Mas ao tempo em que nos mostramos solidários com aqueles que estão do outro lado do mundo, não podemos nos esquecer dos tsunamis brasileiros. Se os fenômenos da natureza não nos atingem com a mesma intensidade que a outros países, por sua vez, o Brasil apresenta um cenário catastrófico ao registrar milhares de mortes por acidentes do trabalho.
Segundo a Organização Internacional do Trabalho (OIT), o Brasil é o 4º colocado mundial em acidentes fatais e o 15º em acidentes gerais.
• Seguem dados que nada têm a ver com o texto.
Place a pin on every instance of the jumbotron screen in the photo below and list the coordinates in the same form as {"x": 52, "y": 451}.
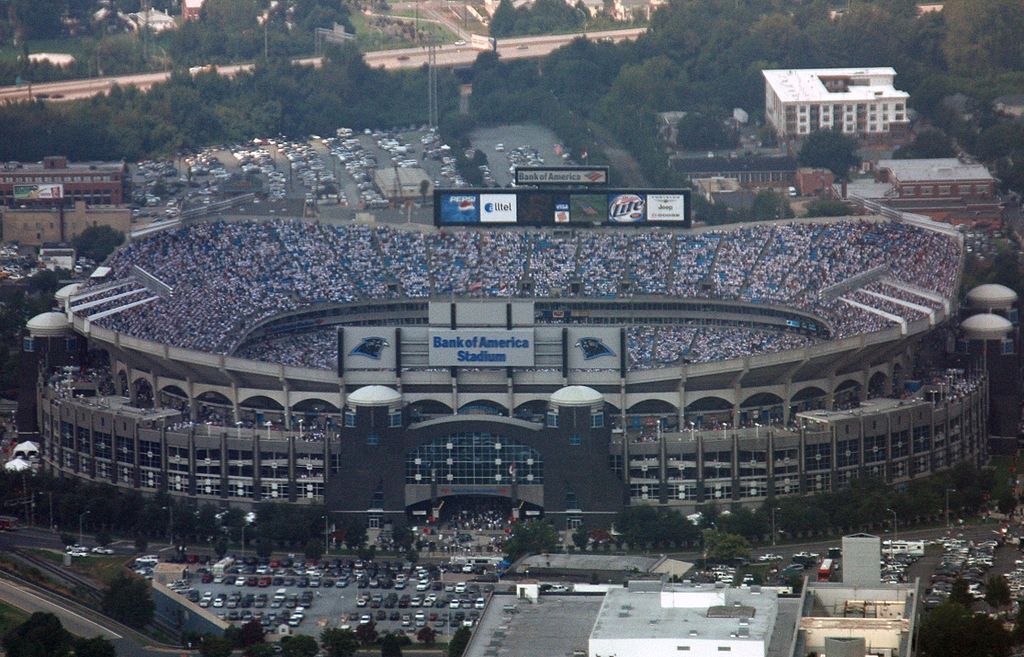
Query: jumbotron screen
{"x": 553, "y": 207}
De acordo com dados do Ministério da Previdência Social, em 2009 os riscos decorrentes dos fatores ambientais do trabalho geraram 83 acidentes a cada hora, bem como uma morte a cada 3,5 horas de jornada diária, totalizando 2,5 mil registros apenas naquele ano.
Tais acidentes trazem consequências maléficas não apenas para os trabalhadores (danos de ordem física, emocional e material), mas também para a economia do país e, por consequência, para a sociedade responsável pelo seu custeio. Registra-se que, em 2009, a despesa previdenciária com benefícios acidentários e aposentadorias especiais ultrapassou a cifra de R$ 14,2 bilhões. Se adicionarmos a esse total os gastos com a saúde pública, ultrapassaremos a casa dos R$ 56 bilhões, o que representou quase 2% do Produto Interno Bruto (PIB) nacional.
O problema do grande número de acidentes de trabalho no Brasil também não é de ausência de leis. A própria Previdência Social, criada com a Lei Eloy Chaves, em 1923, surgiu após as normas de proteção acidentárias, que se somaram à Consolidação das Leis do Trabalho (CLT) em 1943 e às normas regulamentadoras do Ministério do Trabalho e Emprego (MTE). Isso sem mencionar as convenções e recomendações da OIT sobre saúde e segurança do trabalho.
Recentemente, durante a visita do presidente dos EUA, Barack Obama, ao Brasil, foi assinado um protocolo de cooperação técnica com vistas à efetivação da agenda de trabalho decente da OIT. O termo abrange a proteção social do trabalhador, com políticas de criação de oportunidades de trabalho e, sobretudo, a proteção dos direitos trabalhistas, incluindo medidas de segurança e saúde laboral. Nessa mesma seara, o governo federal editará, no fim deste mês, decreto que vai disciplinar a política nacional de saúde e segurança no trabalho.
Porém, a concretização dessa política pública voltada à prevenção de acidentes do trabalho pressupõe a conjugação de esforços de vários atores sociais, cenário em que o setor empresarial possui lugar de destaque, porquanto responsável pelo cumprimento das normas de saúde e segurança do trabalho.
Nosso país precisa, sim, buscar o desenvolvimento econômico, mas que isso não ocorra valendo-se da força de trabalho em estado precário e da exploração de um bem que não pode ser negociado: a vida dos trabalhadores. Precisamos de um desenvolvimento sustentável no qual as políticas de saúde e segurança do trabalho estejam incorporadas na cadeia produtiva.
Se a natureza favorece o Brasil, o mesmo não pode ser dito sobre a forma como exploramos o trabalho. Os japoneses, por sua vez, não obstante as longas jornadas, carregam o título de um dos países mais seguros do mundo no âmbito profissional, com apenas duas mortes a cada mil trabalhadores. Portanto, que tenhamos solidariedade também com as nossas tragédias. Que em matéria de prevenção de acidentes, sejamos mais japoneses e menos brasileiros.